Few whistle-blowers even get to the stage where they can begin to show OSHA that they were the target of a retaliation, Moberly says. Instead, 95 percent of Sarbox cases fail to get past the administrative phase. At the investigative level, an employee’s odds improve, though not by much. At that level, the agency has historically found in the employee’s favor 10 percent of the time, he says.
These numbers do not include cases that are brought before a federal court, Chinn notes. If OSHA does not respond within 180 days to an employee’s complaint, the employee can bring his or her case to court. Many cases are also settled between the employee and employer. “Publicly traded companies are very worried about Sarbanes-Oxley whistle-blower claims because it’s not just about the claim [of retaliation but the] underlying claim of fraud,” Chinn says. “Employers will resolve these cases because of the spillover effect these cases have” into possible shareholder derivative litigation and Securities and Exchange Commission inquiries.
In Welch’s case against his former employer, Cardinal Bankshares Corp., the ARB ruled that he “could not have reasonably believed that Cardinal misstated its financial condition,” and was therefore not entitled to have Sarbox protection — and thus have his job reinstated. According to Welch, he was fired after questioning the bank holding company’s accounting policies and internal controls and later refusing to certify financial statements. The bank claimed Welch was let go because he refused to speak with an independent auditor and a company lawyer without his own attorney present.
Now considered the first whistle-blower under Sarbox to go to trial, Welch first filed a complaint with the Department of Labor in 2002 for reinstatement and back pay. DOL administrative law judge Stephen Purcell recommended that Cardinal reinstate Welch, but the bank refused. On May 31, the ARB said Purcell erred legally in his decision.
The ARB has presented an “awfully high standard” to meet, according to Welch’s attorney, D. Bruce Shine of Shine & Mason Law Office. To fall under the whistle-blower protection provision, Welch didn’t need to be right, Shine argues — “all he had to do is have a reasonable belief that the issues he raised were legitimate.” His opinion, Shine adds, was supported by his knowledge and experience as a CPA, MBA and two and a half years as Cardinal’s CFO.
In 2001, Welch disagreed with Cardinal’s chief executive, who often made ledger entries. Welch disputed that two loan recoveries worth a total of $195,000 should be accounted for in a loan reserve account and not income. By including the money as income, Welch believed the company had materially overstated its financial status, according to Purcell. The accounting error was later fixed by an external auditor.
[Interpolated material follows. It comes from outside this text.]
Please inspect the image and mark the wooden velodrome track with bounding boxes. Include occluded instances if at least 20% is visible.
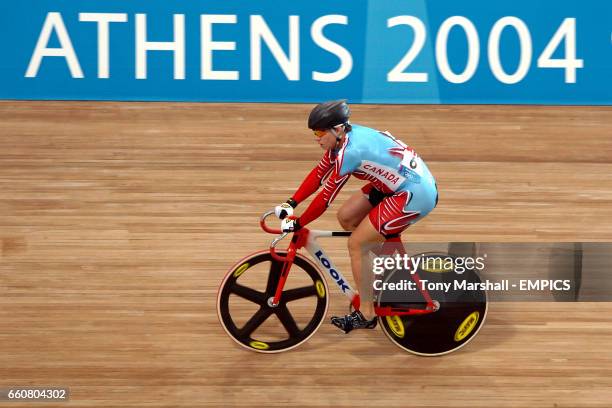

In its defense, Cardinal acknowledged the company had made an accounting mistake but emphasized that the $195,000 was still disclosed on its financial statements. “Real money came into Cardinal’s door — money that was not there before,” the company’s lawyers said, adding that “a reasonable CFO” would not have concluded that net income had been overstated.
In its decision, the ARB also argued that Welch’s complaints about his access to Cardinal’s external audit firm and the integrity of its internal controls over financial reporting do not fall under Sarbox-protected activities. Welch could not convince the board of a direct link between federal securities laws and his claim of being cut off from communicating with the company’s auditor. According to Cardinal, Purcell “fails to point to a single statute, regulation, or case that holds that an external auditor’s preference for communicating with that company’s CEO rather than its CFO constitutes securities fraud.”
The DOL’s interpretations of Sarbox have been narrow and inconsistent between OSHA, the administrative law judges, and the ARB and could be discouraging whistle-blowers from coming forward, argues Moberly. Employees who are compelled to expose a company’s misdeeds need protection to offset the risk of losing their jobs and the cost of litigation, says Moberly. “You need to give extra incentive to reduce those costs in order to get people to follow through on their impulse to do the right thing,” he argues.
A National Bureau of Economic Research study released earlier this year similarly found that Sarbox has discouraged employees from coming forward and blowing the whistle on corporate fraud. From 1996 until Sarbox’s enactment, employees made up 21 percent of fraud detectors. Since then, that number has dropped to 16 percent.